Jedoch dauerte es zwei Jahrzehnte bis zur beginnenden Detailplanung - nun aber als elektrisch betriebene Zahnradbahn von Bozen über Oberbozen nach Klobenstein. Nach nur 14 Monaten Bauzeit für die schwierige, 11,8 Kilometer lange Strecke, befuhr am 13. August 1907 der erste, mit Honoratioren besetzte Jugendstil-Triebwagen die Strecke und läutete damit eine Glanzzeit für den Ritten, die Bozner Bevölkerung und die vielen Gäste aus aller Herren Länder ein.
Die neue Bergbahn als kombinierte Adhäsions- und Zahnradbahn (System Strub) kam überaus gut an. Sie hatte ihren Ausgangspunkt am Waltherplatz und verkehrte als Straßenbahn bis zum Rittner Bahnhof (0,9 Kilometer). Hier wurden die Güterwagen beigegeben und eine Zahnradlok schob den Zug von 265 Metern Meereshöhe bis nach Maria Himmelfahrt auf 1.176 Metern. Die 4.9 Kilometer lange Steilstrecke hatte eine fast durchgehende Steigung von 25,5 Prozent. Dort kuppelte die Lok ab, während der Zug weiter über Oberbozen (1.220 m) und Lichtenstern (1.251 m) nach Klobenstein (1.190 m) fuhr.

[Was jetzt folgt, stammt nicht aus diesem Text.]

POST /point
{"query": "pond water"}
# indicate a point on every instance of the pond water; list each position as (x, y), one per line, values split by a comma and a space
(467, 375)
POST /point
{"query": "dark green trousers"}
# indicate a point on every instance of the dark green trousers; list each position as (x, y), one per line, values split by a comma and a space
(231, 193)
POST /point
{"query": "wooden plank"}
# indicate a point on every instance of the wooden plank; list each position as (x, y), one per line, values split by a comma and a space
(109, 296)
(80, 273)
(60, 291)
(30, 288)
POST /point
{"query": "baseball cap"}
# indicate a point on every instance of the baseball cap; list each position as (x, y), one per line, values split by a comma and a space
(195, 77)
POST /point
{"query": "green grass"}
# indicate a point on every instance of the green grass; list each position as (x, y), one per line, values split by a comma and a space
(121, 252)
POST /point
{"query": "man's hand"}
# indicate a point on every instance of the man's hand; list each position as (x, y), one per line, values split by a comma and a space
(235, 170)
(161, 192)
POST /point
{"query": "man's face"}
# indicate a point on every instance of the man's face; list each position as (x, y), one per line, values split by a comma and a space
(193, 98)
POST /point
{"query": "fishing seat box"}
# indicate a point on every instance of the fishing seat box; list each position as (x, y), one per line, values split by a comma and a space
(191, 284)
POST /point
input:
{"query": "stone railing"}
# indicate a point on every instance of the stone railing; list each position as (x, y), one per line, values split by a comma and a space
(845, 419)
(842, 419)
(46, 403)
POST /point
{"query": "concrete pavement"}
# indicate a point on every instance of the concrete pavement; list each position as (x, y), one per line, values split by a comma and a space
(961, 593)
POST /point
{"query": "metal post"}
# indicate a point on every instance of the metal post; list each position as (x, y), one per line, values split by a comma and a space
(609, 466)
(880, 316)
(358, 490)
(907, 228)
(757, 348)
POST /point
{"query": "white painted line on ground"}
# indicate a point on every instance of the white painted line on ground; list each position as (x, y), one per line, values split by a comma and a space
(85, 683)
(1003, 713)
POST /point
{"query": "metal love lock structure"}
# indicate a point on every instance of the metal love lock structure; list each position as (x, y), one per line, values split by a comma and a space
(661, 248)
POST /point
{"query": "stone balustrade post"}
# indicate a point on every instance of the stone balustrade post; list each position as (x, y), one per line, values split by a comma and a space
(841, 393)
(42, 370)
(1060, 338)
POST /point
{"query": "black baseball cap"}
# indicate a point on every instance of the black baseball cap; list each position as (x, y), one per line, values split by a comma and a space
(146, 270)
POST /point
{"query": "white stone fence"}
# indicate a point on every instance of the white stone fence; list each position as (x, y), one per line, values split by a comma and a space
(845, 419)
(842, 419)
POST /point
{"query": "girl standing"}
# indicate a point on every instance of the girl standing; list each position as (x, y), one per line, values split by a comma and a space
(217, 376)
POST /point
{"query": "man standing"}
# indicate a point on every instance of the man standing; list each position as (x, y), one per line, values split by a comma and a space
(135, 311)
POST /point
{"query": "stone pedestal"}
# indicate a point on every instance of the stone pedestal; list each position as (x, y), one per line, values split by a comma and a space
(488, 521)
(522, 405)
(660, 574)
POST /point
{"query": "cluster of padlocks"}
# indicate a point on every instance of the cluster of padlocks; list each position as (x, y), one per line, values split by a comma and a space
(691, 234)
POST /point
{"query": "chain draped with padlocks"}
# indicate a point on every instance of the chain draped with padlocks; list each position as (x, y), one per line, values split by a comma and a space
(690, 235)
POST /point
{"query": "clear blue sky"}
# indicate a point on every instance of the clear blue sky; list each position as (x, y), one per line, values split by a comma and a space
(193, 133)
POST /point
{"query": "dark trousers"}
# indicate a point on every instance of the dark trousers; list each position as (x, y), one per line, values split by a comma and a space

Den ersten „sieben fetten Jahren“ folgten schwierige Zeiten mit dem verheerenden Weltkrieg, der Teilung Tirols, dem Faschismus und einem weiteren Weltkrieg - doch die Bahn überstand alle Wirren der Zeit. In den 59 Betriebsjahren stellte die Schmalspurbahn mit einer Spurweite von 1 Meter und einer Gleichspannung von 750 Volt den „Lebensnerv des Ritten“ dar und erledigte den gesamten Personenund Gütertransport.
Doch schon seit dem Ende der 1950er-Jahre tüftelten die Ingenieure an Planungen für eine Seilschwebebahn - im August 1964 fand der Spatenstich dazu statt. Am 13. Juli 1966 schoben die alten Zahnradloks letztmalig Personen und Güter auf den Bozner Hausberg; tags darauf nahm die Seilbahn ihren Betrieb auf - mit Anschlusszügen in Oberbozen.